Mobile 'Remote Wipe' Thwarts Secret Service
bennyboy64 writes "Smartphones that offer the ability to 'remote wipe' are great for when your device goes missing and you want to delete your data so that someone else can't look at it, but not so great for the United States Secret Service, ZDNet reports. The ability to 'remote wipe' some smartphones such as BlackBerry and iPhone was causing havoc for law enforcement agencies, according to USSS special agent Andy Kearns, speaking on mobile phone forensics at a security conference in Australia."
My heart bleeds for these guys. Really, it does.
There is a war going on for your mind.
The Secret Service just need a Faraday Cage Fanny Pack.

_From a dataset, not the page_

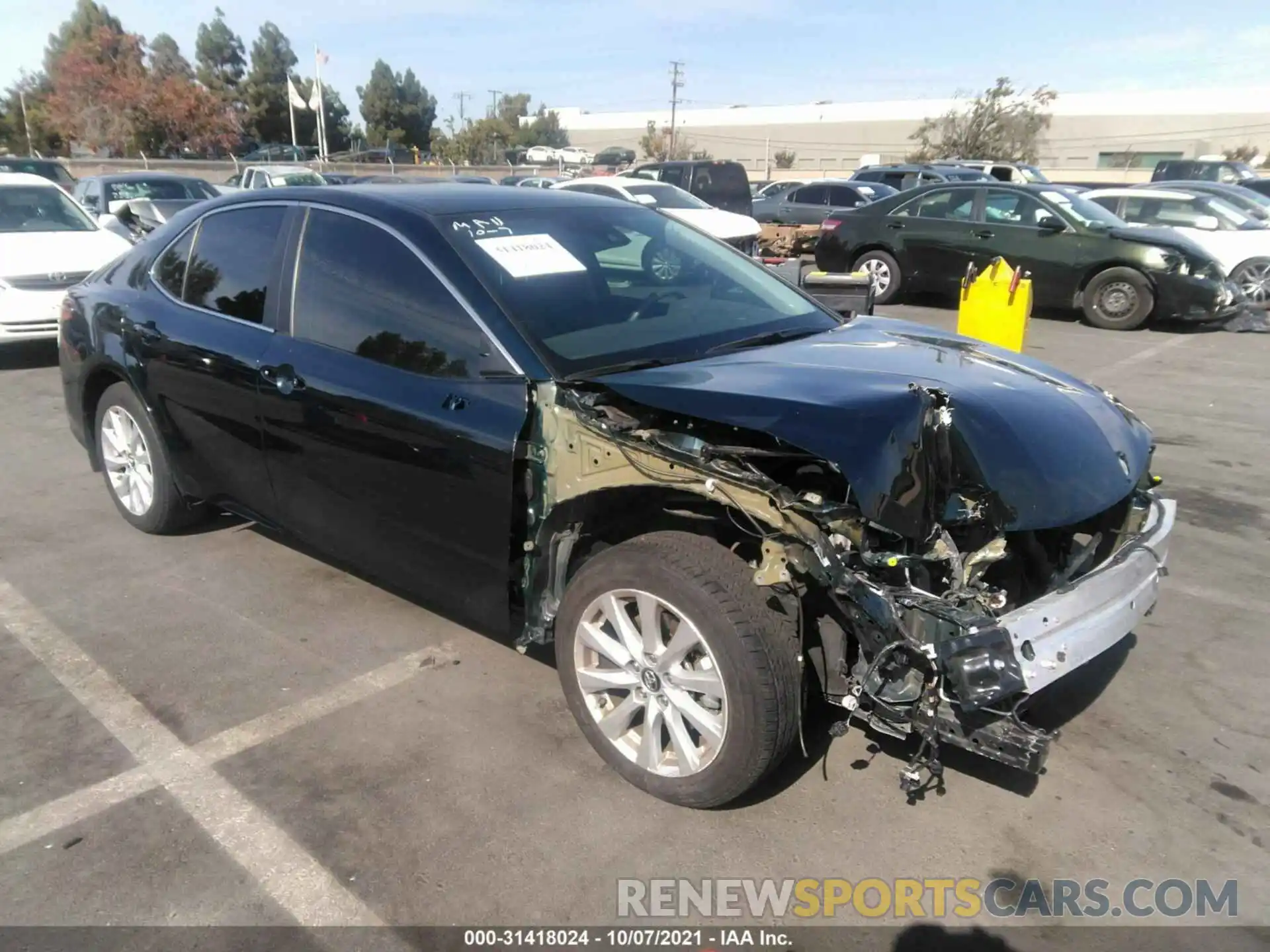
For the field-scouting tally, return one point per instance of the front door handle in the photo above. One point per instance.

So the Slashdot groupthink's anti-law enforcement stance has extended to the Secret Service now? Which part are we in favor of: counterfeiting money or assassinating the president? Personally I'll go ahead and take a bold anti-counterfeiting/anti-assassination position and say that this is a bad thing.

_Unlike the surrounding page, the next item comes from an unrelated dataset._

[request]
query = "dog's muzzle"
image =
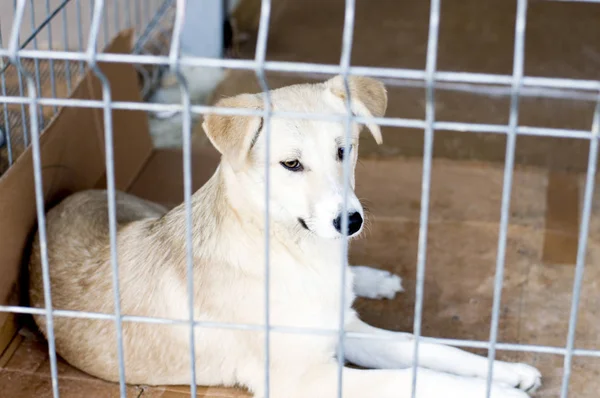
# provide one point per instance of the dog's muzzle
(354, 223)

Quidquid latine dictum sit, altum sonatur.
I'm sure most people are not trying to secure their phones or devices against the Secret Service.
The main reason almost everyone I know who turns on encryption is wanting to protect themselves against thieves. Not NATO. Not the Secret Service. Not the FBI. No individual company wants to have a hardware theft turn into a hardware + data theft, which turns the cost from the few thousands for the hardware to running in the millions if the data that was stolen was crucial, or could lead to ID thefts. Extortion is already common, so having device and computer encryption is a must.
In fact, *not* encrypting devices and laptops may actually run businesses afoul of the law, especially if there is any personal data on the laptop present. Look at all the havoc caused by USB flash drives ending up lost on a park bench, or left in the break-room by the Vend-a-Goat machine.